第172話 釣り場での話
バスに揺られること30分ほどで無事に渓流釣りのできる釣り場へと到着しました。
……と言いましても、バス停から2分ほど歩かなければならなかったのですが、なんとも微妙な距離なのです……!
そこからは和幸さんが受付を済ませて、釣り竿とエサをいただきました。
「場所はここら辺にしようか」
和幸さんは区画整理のされた場所の1つを選び、そこにエサやら荷物やらを置いたのです。
それからは和幸さんは真剣な表情で釣りをしておられたので、私も見よう見まねで頑張って釣りに励むことに。
「そうだ、ハル。澤木とは仲直りできそうか?」
澤木とはアヤさんの名字です。そういえば、アヤさんとのことは和幸さんにはあまり話さないようにしていました。
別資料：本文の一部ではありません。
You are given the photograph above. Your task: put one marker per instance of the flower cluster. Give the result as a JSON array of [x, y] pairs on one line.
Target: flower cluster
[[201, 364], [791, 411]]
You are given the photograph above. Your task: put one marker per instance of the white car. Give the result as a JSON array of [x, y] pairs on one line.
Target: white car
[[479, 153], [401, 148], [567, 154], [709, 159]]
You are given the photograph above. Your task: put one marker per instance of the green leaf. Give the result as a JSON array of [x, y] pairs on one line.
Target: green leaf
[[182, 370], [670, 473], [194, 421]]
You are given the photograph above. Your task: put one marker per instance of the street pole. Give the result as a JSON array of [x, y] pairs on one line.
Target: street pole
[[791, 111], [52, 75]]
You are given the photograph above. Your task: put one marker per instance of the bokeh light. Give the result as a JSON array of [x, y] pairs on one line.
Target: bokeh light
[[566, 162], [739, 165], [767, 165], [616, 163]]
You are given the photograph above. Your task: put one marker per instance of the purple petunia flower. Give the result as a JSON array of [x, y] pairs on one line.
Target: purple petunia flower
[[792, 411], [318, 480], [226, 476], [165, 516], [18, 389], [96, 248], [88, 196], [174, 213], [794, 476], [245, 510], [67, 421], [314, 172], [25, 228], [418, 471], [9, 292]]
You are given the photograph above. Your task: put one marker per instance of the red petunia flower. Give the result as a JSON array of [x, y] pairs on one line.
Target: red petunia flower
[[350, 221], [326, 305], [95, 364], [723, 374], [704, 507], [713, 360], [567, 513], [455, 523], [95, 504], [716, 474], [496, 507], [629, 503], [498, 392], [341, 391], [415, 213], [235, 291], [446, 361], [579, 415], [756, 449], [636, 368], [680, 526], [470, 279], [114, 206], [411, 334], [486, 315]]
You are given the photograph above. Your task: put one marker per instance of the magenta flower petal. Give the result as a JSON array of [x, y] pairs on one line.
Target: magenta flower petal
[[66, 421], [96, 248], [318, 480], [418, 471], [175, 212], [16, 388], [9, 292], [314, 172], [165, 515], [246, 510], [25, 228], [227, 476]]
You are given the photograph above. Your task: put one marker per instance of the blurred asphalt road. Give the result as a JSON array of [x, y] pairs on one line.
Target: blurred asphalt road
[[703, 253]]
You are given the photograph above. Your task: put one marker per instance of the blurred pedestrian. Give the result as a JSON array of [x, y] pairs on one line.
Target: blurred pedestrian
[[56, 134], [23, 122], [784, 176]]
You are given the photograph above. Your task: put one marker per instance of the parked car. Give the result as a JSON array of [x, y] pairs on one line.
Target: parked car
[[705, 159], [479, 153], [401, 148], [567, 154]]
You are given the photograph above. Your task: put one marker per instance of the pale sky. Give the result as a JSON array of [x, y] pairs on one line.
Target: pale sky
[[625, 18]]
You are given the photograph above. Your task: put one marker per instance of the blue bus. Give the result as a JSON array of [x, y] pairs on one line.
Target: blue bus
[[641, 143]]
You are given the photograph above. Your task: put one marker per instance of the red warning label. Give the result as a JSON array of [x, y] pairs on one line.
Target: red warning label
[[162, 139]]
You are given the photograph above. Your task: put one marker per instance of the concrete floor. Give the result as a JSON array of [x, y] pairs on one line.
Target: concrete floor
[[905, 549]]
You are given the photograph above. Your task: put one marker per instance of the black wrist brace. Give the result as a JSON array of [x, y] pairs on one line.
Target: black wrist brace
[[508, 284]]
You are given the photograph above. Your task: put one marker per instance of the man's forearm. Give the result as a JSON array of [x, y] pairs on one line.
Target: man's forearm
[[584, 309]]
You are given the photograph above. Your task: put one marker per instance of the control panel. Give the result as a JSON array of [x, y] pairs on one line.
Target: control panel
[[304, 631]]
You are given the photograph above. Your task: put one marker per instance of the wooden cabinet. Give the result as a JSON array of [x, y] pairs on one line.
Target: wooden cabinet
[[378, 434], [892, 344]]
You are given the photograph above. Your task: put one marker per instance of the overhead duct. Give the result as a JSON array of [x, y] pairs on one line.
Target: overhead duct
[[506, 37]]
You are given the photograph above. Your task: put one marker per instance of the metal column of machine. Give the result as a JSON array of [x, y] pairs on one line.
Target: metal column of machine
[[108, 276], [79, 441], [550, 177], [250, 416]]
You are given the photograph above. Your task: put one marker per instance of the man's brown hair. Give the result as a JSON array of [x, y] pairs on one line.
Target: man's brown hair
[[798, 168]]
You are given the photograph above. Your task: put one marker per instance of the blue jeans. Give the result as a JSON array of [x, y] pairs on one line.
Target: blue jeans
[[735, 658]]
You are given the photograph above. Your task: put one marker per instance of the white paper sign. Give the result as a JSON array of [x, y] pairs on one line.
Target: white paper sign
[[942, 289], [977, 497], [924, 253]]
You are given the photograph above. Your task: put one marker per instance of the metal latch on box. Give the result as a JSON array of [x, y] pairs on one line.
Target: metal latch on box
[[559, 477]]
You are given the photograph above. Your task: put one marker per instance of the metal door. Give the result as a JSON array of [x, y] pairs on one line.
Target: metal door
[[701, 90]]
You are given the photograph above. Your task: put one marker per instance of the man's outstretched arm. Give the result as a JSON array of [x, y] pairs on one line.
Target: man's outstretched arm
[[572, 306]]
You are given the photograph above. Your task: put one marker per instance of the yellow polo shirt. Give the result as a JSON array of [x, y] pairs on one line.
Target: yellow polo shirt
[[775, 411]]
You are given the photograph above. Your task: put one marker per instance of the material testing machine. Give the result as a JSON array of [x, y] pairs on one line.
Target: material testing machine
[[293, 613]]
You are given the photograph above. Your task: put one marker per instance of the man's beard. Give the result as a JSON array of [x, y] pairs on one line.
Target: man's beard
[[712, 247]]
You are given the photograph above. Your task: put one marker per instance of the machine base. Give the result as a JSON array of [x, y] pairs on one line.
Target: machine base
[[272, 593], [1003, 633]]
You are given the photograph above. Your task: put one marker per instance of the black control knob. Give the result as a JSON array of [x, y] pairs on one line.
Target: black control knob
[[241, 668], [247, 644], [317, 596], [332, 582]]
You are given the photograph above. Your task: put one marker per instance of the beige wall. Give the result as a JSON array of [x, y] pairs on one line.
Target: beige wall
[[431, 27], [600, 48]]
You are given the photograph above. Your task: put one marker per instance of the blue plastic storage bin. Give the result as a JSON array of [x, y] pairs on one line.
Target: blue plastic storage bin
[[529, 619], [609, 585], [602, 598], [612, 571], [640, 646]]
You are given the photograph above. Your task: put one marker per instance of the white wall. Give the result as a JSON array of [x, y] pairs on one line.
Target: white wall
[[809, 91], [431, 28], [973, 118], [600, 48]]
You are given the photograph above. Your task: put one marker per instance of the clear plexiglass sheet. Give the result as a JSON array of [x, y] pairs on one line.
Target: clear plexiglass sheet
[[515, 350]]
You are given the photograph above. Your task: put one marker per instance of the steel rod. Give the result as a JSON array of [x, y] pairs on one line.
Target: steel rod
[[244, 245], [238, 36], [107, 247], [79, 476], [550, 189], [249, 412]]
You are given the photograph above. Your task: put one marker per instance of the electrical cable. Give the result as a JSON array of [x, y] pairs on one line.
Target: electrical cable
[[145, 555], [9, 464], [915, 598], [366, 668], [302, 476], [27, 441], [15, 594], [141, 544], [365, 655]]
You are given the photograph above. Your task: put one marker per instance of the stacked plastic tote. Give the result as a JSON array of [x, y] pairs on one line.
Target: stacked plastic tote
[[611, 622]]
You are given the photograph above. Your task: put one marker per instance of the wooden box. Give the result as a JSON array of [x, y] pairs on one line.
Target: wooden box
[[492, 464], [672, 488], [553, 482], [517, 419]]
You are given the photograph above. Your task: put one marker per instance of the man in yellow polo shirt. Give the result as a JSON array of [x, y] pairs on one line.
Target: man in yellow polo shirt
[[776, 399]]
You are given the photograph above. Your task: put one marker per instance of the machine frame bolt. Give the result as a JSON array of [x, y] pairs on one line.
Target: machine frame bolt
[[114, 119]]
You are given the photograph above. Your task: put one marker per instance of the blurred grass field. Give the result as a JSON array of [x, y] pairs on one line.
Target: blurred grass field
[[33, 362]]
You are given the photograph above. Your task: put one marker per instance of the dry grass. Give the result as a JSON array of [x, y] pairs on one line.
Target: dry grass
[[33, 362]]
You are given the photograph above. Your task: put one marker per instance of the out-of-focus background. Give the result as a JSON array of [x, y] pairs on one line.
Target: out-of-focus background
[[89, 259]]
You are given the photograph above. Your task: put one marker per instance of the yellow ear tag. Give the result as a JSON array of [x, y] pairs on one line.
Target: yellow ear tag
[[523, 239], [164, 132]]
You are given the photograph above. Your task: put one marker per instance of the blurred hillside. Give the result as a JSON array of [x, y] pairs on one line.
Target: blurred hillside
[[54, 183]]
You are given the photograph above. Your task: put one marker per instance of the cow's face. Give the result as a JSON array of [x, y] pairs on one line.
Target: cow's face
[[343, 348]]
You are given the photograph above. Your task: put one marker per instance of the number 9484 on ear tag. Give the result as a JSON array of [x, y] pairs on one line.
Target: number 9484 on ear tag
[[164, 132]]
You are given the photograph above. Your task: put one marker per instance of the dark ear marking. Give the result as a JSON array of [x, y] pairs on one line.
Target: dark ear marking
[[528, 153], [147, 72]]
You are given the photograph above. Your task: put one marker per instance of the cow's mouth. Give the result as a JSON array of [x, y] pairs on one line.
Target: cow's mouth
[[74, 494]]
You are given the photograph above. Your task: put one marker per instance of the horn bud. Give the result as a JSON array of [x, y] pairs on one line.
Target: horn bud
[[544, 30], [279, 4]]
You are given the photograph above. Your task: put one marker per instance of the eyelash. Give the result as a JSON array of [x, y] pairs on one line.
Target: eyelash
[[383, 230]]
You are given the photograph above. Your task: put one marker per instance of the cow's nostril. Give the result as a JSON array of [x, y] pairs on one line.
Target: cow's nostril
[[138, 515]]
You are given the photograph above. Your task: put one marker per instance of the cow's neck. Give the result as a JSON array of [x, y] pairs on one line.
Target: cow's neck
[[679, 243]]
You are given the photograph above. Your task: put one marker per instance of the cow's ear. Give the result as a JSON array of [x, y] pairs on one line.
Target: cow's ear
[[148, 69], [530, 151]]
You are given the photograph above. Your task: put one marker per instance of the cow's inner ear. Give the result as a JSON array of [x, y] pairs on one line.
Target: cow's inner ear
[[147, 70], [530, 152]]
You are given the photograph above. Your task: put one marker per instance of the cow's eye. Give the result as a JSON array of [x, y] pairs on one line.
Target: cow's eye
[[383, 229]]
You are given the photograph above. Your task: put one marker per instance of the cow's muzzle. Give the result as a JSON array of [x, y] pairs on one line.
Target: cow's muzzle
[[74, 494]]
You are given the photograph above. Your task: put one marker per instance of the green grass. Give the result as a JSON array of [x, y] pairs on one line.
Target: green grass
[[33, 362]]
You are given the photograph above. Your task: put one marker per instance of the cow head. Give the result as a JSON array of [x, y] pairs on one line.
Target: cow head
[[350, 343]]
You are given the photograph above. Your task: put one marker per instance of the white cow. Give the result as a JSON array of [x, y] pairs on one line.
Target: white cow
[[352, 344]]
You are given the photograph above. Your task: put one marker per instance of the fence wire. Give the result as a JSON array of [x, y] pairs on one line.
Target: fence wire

ですので、この機会にとアヤさんとの仲直りをするべく、話す機会をうかがっているのだということや、ユーカさんとマサミさんの協力を取り付けられたことなど、色々なことをお話ししました。
「そうか。千晴も色々とやってるんだな」
「はい!私としても、少しでも早くアヤさんと仲直りをして、また一緒にSdnGをしたいのですよ!」
「千晴はスゴイな」
「きゅっ、急にどうなされたのですか……!?」
あまりにも突然な話の展開に私は驚いてしまいました。
「ああ、悪い。ちょっと思ったことが口に出ただけなんだ」
「……それはどのような思いから出た言葉なのでしょうか?」
「それはだな……千晴が澤木と仲直りをするためにそこまで頑張っていることに対してだよ。俺だったらそもそも仲直りしても無駄かなって思っちゃうだろうからさ。それを頑張っていける千晴が本当にスゴイと思ったんだ」
和幸さんのお言葉はその表情も相まって、心に刻みつけられるような感覚が。ですけど、和幸さんとしてはただ本心を話してくださっただけなのです。
「千晴?俺、何か気を悪くするようなこと言ったか?」
その声が耳から入って来て、私は俯いていた顔を上げました。というか、自分でも俯いていたことに顔を上げていて気付きました。話の後に顔が下を向けば、このような反応になるのは当然のことです。和幸さんには何やら申し訳ないことをしました。
「いえいえ、なんでもないのですよ!」
「本当か?」
「はい!和幸さんは何も気を悪くするような事はおっしゃってません!むしろ、私が和幸さんの気分を害してしまったくらいだと思うのですが……」
「そんなことはないぞ。ともあれ、気を悪くしたとかじゃなくて良かったよ」
そう言いながらニコリと笑う和幸さん。そんな和幸さんとお昼過ぎまで渓流釣りを楽しみ、その日は陽が沈む前には帰宅したのでした。